Friday, January 07, 2011

Here's Hoping.


There's been a lot of commentary about an interview that The New York Times conducted with Indiana Governor Mitch Daniels. It's worth reading in full. I was particularly struck by what Governor Daniels said at the end.

Transcript:

Mr. Daniels: I start from a premise that not everyone would agree with, I guess. I believe the American experiment is in mortal peril because of the debt we have coming….

This is more frightening than even the Soviet nuclear threat, which would have been more horrible. If we go broke, we’ll still be alive, but the probability was so small. In this case, the damage, the catastrophe, will be very, very severe, and the probability – I mean, and it’s inexorable
.

Q: Absent action.

Mr. Daniels: Absent action, yeah. The probability, I think, sadly, is very high.

I was struck by this because I think it's true and because I think a huge cross-section of the electorate also thinks it's true or that it might be true.
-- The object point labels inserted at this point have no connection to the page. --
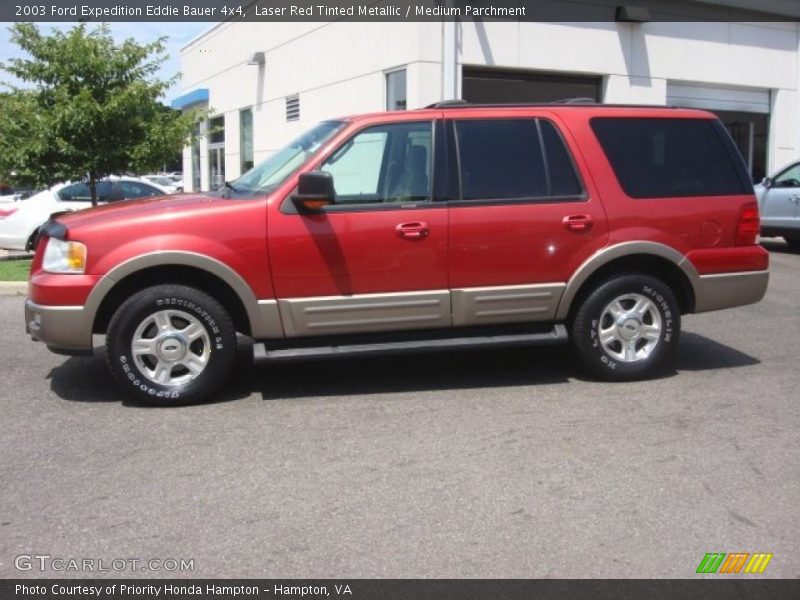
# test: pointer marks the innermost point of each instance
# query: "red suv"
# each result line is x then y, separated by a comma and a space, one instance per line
455, 226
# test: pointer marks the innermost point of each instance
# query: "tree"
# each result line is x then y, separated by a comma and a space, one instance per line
90, 107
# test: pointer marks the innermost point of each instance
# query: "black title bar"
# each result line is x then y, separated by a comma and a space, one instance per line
634, 11
403, 589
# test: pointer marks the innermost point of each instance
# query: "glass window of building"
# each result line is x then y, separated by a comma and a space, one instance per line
396, 90
246, 139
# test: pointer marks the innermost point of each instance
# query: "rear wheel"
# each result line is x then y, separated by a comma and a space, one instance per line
170, 345
627, 327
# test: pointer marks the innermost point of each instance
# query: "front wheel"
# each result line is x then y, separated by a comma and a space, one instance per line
627, 327
170, 345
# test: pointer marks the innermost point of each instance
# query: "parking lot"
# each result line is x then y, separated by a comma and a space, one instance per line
489, 464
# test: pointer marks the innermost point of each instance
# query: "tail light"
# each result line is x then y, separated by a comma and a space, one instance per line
749, 225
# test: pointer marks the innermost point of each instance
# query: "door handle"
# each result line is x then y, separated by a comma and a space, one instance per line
578, 222
414, 230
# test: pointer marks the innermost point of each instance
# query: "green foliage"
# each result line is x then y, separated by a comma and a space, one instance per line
90, 107
14, 270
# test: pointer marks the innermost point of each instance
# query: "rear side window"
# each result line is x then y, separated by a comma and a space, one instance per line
661, 158
507, 159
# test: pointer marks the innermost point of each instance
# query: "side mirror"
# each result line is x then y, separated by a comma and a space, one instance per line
314, 191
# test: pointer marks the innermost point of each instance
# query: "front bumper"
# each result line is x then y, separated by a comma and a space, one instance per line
725, 290
65, 329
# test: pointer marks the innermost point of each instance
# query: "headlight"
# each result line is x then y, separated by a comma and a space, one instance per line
64, 257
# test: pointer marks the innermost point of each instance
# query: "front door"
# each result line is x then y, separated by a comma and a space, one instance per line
376, 259
524, 222
779, 208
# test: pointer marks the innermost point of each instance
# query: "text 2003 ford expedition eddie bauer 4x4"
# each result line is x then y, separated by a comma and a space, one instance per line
450, 227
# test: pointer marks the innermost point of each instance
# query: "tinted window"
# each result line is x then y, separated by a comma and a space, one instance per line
500, 159
560, 169
134, 189
387, 163
655, 158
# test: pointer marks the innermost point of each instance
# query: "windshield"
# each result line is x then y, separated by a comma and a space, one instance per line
268, 175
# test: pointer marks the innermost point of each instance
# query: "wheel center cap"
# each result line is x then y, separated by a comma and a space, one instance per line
171, 348
629, 328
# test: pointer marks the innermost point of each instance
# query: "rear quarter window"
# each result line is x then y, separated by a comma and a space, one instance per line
663, 157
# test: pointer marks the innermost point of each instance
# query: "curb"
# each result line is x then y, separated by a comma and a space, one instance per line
13, 288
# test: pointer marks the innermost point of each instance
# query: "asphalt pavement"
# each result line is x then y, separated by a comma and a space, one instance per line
489, 464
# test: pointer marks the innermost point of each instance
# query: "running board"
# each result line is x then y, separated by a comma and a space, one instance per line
557, 335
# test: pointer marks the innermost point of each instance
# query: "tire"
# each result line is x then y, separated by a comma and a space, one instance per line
185, 351
627, 328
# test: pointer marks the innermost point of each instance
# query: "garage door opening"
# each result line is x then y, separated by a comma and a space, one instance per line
509, 86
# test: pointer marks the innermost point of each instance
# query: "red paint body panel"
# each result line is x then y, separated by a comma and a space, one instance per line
230, 231
340, 254
60, 290
729, 260
522, 243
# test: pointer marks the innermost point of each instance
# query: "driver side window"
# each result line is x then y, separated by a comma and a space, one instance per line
386, 163
789, 178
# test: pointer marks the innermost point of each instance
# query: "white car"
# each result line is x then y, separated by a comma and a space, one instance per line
20, 221
170, 184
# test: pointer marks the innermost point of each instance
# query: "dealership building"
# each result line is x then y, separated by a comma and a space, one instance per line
266, 82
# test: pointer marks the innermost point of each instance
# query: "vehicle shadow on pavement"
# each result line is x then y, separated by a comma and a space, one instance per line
699, 353
506, 367
86, 379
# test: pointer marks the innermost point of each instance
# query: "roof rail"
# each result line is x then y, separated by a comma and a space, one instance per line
449, 103
458, 103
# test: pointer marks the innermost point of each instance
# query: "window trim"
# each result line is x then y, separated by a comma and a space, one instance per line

And that this "mortal peril," as Daniels calls it, is the central political issue of our time. And that the probability that we, as a nation, will not take action is, indeed and sadly, very high.

I wrote about this last year in a somewhat ponderous piece about the disconnect between President Obama's political agenda and the reality of our situation. Someone wrote me an email yesterday asking if I was "relieved" that Bill Daley was taking over as White House Chief of Staff. I like and admire Bill Daley. He's arguably the best fixer in the Democratic Party and I have a keen appreciation of the role that fixers play in making government work. They are essential.

But I'll be a lot more relieved when President Obama starts saying that he too thinks "the American experiment is in mortal peril because of the debt we have coming." And then starts to take action to deal with the overwhelming obligations that loom, just around the corner. The truth is that only a Democrat can "fix" Social Security. Only a Democrat can restructure Medicare back into a much leaner "basic" health care coverage plan. Republicans don't have the political standing (on these two issues) to do so.

Social Security and Medicare/Medicaid are the mother of all unfunded liabilities and if we don't do something about them in the next seven years, they will literally eat us alive in the 2020s. The Bowles-Simpson Commission on Deficit Reduction did an admirable job of making clear what happens if we don't deal with these obligations. In three words, we'll go broke. And if we go broke, then the American experiment will come asunder and not gently.

These next 1-3 years will determine which way the tide turns. One hopes that President Obama understands this and addresses it forthrightly in his State of the Union Address. If he does, he will, in all future debates, have the truth on his side, since it is inarguable that we cannot continue down the path we are on.

From truth comes authority. Authority is what the Obama Administration has lacked since its inception. The President and his advisors completely misread their political situation when they first moved into the White House. They thought it enabled an ambitious liberal agenda; no crisis should ever go to waste, etc. The truth is that this moment in our history requires shared sacrifice nationally. Everybody has to give up something. Otherwise, it really is the tragedy of the commons.

The Simpson-Bowles plan is a reasonably good first draft for getting after what ails us. Hopefully, the president will make it, or something like it, his own. If he doesn't, then all the Bill Daleys in the world won't be able to fix what will be broken.